Many Boro fans would agree the football last season was a mundane spectacle – only four teams in the Championship scored less goals than Pulis’ side and two of them, Ipswich and Bolton, were relegated.

There were groans and murmurs when the team sheet was released on matchday and showed a back five with four central midfielders in front of them.

It was hardly inspiring, yet Boro remained in the play-off mix throughout, and only dropped out after a six-game winless run in March.

Following his appointment in June Woodgate spoke about playing an ‘exciting, attacking’ style of football, but has since reverted to more defensive approach.

It begs the question, do Boro really have the players to play that way?

The squad has been unbalanced ever since that frantic summer spending spree following relegation from the Premier League in 2017 – a window Pulis has recently labelled ‘disastrous’.

Boro spent a reported £50million under Garry Monk, and while the former defender wasn’t solely to blame, the talk since then has been about cutting costs and abiding by Financial Fair Play regulations.

It was a regular topic of conversation for Pulis who repeatedly spoke about clubs like Nottingham Forest and Stoke City spending heavily.

There was some substance behind that – even if Pulis overhyped things by saying there was a '£100million deficit' between Boro and Forest.

Still, in the Welshman’s only summer transfer window at the Riverside, Adama Traore and Patrick Bamford, the club’s best attacking assets, as well as Ben Gibson, were all sold for sizeable fees.

The argument Pulis didn’t have any money to spend isn’t entirely true.
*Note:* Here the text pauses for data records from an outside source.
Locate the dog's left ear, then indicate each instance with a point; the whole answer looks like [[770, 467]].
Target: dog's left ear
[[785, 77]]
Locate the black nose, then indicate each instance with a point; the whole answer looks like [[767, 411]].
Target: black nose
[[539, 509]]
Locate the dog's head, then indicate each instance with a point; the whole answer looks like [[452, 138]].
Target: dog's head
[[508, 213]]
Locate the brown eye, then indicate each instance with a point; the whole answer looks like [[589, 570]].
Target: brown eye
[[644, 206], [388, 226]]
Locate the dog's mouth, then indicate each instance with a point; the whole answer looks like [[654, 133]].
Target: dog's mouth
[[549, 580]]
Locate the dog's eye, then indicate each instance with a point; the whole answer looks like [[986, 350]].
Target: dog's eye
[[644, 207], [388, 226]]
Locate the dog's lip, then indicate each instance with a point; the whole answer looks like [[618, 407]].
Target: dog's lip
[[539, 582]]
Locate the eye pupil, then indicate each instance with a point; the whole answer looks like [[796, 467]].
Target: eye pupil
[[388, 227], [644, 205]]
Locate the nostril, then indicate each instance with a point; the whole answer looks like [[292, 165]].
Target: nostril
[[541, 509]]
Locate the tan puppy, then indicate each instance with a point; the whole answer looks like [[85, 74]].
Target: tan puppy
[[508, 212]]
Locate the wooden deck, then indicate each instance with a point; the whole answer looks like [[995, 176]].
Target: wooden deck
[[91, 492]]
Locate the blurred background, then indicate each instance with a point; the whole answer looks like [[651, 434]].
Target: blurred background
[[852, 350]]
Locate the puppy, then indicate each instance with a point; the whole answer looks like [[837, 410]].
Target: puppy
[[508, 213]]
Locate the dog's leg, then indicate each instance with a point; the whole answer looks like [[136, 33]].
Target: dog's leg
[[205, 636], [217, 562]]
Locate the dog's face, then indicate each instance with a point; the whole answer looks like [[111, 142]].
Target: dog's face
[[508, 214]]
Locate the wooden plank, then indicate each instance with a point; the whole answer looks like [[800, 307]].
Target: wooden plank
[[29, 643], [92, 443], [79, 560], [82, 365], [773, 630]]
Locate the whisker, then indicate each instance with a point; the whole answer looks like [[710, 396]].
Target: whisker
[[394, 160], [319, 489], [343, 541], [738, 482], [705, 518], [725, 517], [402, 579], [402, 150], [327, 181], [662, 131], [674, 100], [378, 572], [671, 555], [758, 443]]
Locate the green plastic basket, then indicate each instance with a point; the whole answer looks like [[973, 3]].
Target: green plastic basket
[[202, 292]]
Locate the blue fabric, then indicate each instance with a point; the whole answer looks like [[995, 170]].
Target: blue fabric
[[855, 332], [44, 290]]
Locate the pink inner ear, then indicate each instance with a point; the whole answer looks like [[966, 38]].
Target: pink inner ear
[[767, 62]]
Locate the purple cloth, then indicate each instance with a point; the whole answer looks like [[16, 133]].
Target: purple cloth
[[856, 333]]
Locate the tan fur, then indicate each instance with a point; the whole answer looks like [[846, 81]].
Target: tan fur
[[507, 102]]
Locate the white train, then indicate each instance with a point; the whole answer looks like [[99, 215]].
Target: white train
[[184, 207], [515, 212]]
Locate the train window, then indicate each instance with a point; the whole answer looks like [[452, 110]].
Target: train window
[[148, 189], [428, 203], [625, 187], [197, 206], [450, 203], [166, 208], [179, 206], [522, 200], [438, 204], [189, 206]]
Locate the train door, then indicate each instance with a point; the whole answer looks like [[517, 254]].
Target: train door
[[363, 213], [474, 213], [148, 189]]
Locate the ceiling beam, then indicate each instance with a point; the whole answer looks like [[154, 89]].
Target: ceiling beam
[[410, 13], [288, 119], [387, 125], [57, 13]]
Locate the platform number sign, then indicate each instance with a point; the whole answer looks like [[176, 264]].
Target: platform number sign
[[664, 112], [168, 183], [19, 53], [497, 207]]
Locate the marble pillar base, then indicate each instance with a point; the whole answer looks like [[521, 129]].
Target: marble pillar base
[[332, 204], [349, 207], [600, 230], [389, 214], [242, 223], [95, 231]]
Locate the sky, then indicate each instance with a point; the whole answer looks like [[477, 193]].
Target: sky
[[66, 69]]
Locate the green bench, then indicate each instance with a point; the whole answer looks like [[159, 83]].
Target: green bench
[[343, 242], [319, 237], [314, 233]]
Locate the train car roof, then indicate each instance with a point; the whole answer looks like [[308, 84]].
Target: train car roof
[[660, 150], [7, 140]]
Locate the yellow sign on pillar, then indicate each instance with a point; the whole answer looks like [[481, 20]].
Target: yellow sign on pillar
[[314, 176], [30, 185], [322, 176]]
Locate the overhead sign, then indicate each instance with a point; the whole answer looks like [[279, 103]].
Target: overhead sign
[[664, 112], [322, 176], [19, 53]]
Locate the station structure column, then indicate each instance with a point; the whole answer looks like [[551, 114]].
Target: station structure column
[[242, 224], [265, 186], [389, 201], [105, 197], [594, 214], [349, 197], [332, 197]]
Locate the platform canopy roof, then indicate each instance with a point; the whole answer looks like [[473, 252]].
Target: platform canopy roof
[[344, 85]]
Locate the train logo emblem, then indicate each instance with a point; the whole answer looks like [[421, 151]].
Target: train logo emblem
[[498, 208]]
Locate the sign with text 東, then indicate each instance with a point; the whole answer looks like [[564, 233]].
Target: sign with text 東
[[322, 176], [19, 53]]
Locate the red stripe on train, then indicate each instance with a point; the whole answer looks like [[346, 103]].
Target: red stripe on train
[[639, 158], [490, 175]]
Boro forked out a reported £6million on Aden Flint, who has since moved to Cardiff and £7million on George Saville, who has flattered to deceive since arriving from Millwall.

Then there was the £5million fee which Boro supposedly spent on Paddy McNair, a talented central midfielder, as shown this season, yet Pulis never elected to play him there.
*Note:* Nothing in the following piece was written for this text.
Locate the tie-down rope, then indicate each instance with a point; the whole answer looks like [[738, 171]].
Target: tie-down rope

Still, there's no question that Boro’s recruitment policy has been a major disappointment for some time.

Going back to the Aitor Karanka days, the Spaniard was vocal when it came to missing out on transfer targets, and while Pulis was more reserved, it was clear something wasn’t right.

In January, it was clear Boro needed more pace and power to bolster their attacking output, yet, aside from a crocked Rajiv van La Parra, no one came.

A similar tale unfolded in the summer when the club failed to address key areas and left the inexperienced Woodgate on the back foot.

The last few weeks of Pulis’ reign were a tough watch, especially at the Riverside when defeats to Brentford and Bristol City caused many fans to snap.

His reputation and baggage from other clubs didn’t help either, and it was easy for fans to jump on the ‘dinosaur’ bandwagon when tensions increased.

It’s true Pulis’ approach was difficult to engage with – yet he would argue it was getting the best from the players at his disposal. Besides, the club won promotion under Karanka by being defensively stable.

After missing out on the play-offs, it seemed clear Pulis’ tenure had reached a natural end, yet the club’s recent struggles suggest he deserved more credit.